Her painting “Earths Creation” from 1994, brought immediate international recognition and broke records at auction.

(Images from: 2008. National Museum Australia. [Online]. [8 June 2020]. Available from: https://www.nma.gov.au/exhibitions/utopia/emily-kame-kngwarreye)
It is fascinating to see how an artist who had so little contact with the outside world and with art history, was exploring painting that could be compared to Pointillist or Impressionist works.
I think the impact of these paintings must be so much stronger if you can stand before them as they are really large in size. Emily was painting them with the canvases laying on the ground, and herself sitting on top of the pieces, like if she was a part of the canvas, just as she was a part of the story and of the surroundings. Because of this, they can also be seen from different directions and are hung differently in various exhibitions. I feel very attracted to this idea of painting directly while sitting on the canvas- something to explore.

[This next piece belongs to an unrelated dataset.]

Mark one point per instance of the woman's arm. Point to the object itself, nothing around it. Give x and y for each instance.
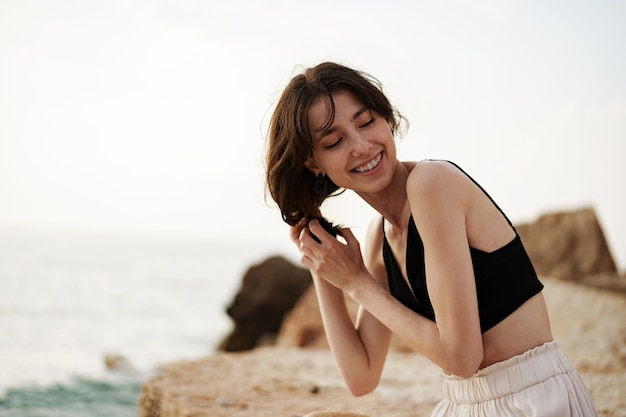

The fascination of Kngwarreye’s paintings come from the strong sense of connection and love for the land that emanate from them. There is a clear feeling of how much respect and love lies behind the dedication of the dots and lines and choices of colours, reflecting the surrounding land. I believe that strong feeling of belonging, and of connection to nature, is something so many of us crave in our contemporary lives and that is why these paintings affect us so.
This importance of place and belonging is something I am exploring in my own work as well. My parallel project is centered around the stories of a house and a village that I have just moved to in the south of Portugal, and how my own story and the story of my family is intertwining with it now.
In this context, I will continue the research about other artists exploring belonging and home in separate blogposts.